Von der Leyen said she was surprised Johnson even raised the possibility that Britain would accept Australia-style trade arrangements, including quotas and tariffs, if his government can’t reach a comprehensive agreement with the EU.
She criticized Johnson’s plan Tuesday in front of a small audience at the European Parliament in Strasbourg, France.
Australia without any doubt is a strong and like-minded partner, but the EU does not have a trade agreement with Australia, said von der Leyen, the head of the bloc’s powerful executive arm. We are currently trading on WTO (World Trade Organization) terms.
Von der Leyen added, if this is the British choice, we are fine with that without any question. But in fact, we just are in the moment where we are agreeing with Australia that we must end this situation and we work in a trade deal with them.

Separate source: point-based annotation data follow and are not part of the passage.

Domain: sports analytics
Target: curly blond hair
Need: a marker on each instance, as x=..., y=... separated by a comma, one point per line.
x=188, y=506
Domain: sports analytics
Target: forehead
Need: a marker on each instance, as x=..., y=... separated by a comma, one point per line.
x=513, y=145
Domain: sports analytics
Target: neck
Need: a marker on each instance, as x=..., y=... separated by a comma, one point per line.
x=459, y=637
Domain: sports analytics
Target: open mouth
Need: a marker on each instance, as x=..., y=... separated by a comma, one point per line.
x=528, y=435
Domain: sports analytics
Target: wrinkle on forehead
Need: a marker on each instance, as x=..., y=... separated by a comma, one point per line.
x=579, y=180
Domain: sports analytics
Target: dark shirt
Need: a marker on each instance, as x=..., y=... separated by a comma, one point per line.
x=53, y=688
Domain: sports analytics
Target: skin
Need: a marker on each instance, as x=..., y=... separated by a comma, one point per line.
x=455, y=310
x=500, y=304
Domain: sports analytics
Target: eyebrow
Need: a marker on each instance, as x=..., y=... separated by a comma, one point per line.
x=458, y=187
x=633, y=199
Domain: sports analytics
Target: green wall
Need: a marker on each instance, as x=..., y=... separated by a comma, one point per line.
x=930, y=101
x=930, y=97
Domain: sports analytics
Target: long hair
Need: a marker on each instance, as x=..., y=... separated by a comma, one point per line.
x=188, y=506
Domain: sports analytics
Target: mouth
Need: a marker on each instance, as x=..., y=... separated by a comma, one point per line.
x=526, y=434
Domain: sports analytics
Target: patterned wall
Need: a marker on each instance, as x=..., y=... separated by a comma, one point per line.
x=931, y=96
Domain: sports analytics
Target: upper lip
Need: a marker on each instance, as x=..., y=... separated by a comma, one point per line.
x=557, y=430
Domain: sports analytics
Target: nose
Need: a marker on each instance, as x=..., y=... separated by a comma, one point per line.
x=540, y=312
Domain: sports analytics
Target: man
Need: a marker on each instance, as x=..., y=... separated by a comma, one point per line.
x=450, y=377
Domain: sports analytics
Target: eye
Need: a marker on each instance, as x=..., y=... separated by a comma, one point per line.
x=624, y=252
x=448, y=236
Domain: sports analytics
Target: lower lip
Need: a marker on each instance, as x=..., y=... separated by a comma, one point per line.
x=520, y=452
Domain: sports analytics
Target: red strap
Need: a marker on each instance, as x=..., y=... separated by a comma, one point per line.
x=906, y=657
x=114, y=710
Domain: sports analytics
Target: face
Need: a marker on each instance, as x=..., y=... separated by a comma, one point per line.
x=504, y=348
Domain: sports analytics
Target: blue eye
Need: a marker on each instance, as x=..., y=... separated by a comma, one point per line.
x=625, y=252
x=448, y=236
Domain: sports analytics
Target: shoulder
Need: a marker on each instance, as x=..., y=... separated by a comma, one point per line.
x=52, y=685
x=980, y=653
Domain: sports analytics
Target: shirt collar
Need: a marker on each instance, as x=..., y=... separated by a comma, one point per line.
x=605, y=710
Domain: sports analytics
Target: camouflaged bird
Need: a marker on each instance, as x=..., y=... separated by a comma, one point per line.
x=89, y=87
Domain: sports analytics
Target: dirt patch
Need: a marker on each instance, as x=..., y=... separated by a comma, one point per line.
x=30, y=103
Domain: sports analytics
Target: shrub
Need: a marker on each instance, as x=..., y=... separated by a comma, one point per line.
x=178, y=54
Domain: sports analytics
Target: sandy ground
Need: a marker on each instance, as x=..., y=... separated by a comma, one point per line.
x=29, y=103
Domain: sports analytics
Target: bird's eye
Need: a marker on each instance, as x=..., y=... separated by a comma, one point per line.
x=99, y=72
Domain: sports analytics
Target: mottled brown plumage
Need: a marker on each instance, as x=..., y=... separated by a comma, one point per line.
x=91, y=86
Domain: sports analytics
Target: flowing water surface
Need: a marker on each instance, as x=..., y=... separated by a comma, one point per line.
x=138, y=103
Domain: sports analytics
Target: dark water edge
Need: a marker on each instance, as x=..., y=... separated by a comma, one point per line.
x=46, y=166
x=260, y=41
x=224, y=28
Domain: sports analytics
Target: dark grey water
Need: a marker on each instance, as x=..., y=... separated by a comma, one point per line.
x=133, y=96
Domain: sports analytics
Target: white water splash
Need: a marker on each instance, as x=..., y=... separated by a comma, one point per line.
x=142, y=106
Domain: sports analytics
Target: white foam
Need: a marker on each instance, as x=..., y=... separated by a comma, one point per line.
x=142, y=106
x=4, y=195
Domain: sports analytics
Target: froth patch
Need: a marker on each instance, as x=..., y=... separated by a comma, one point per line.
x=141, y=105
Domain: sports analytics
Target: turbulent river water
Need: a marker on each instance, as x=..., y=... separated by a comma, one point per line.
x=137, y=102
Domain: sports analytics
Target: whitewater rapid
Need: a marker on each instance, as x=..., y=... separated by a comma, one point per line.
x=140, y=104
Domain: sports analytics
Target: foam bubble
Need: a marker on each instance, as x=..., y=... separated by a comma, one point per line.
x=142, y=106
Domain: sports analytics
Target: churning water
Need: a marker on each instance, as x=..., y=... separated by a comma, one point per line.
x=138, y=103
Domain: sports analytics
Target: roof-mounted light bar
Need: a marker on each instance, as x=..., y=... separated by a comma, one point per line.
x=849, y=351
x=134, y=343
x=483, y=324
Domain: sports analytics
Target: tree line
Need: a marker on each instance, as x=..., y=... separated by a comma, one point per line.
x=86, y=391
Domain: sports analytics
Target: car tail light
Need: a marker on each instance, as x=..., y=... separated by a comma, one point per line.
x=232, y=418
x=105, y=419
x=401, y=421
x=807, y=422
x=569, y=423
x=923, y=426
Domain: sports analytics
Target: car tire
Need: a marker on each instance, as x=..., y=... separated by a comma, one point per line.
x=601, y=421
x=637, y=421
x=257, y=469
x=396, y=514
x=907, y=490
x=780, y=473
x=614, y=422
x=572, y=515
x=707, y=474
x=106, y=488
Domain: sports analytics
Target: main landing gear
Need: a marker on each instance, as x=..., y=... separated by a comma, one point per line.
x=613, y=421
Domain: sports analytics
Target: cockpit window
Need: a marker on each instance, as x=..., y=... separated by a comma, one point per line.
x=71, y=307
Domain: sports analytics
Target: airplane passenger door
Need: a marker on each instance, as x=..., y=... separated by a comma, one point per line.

Britain left the EU on Jan. 31 — the first nation ever to do so — but it is continuing to follow EU regulations at least until the end of the year. During the transition period, the British government and EU leaders will try to negotiate a free trade deal and agreements covering other areas like security cooperation.
Britain wants the trade agreement to cover goods and services and exclude almost all tariffs. However, Johnson has been adamant that the UK won’t keep following all of the EU’s regulations. To strike deals with other countries, Johnson wants the flexibility to subscribe to varying standards for areas such as competition, state aid or even the environment. Some British businesses have expressed alarm that the government is watering down its commitment to keeping trade with the EU as frictionless as possible.
Andrew Opie of the British Retail Consortium said that unless the government acted fast to set up border infrastructure, UK customers could see shortages of fresh fruit and vegetables.
It is not enough to announce checks will take place, we must see plans now as to how this will be possible in practice, or it will be consumers who suffer on Jan. 1, he said.
Von der Leyen insisted that the 27-nation EU is offering Britain “something we have never offered before to anybody else” on the condition that the former EU nation guarantees fair competition and protections for workers and the environment.
Michel Barnier, the EU’s chief negotiator, warned that business between the UK and the EU won’t be status quo after the transition period ends if the parties have not reached a trade accord; tariffs and quotas would be immediately implemented on all British products.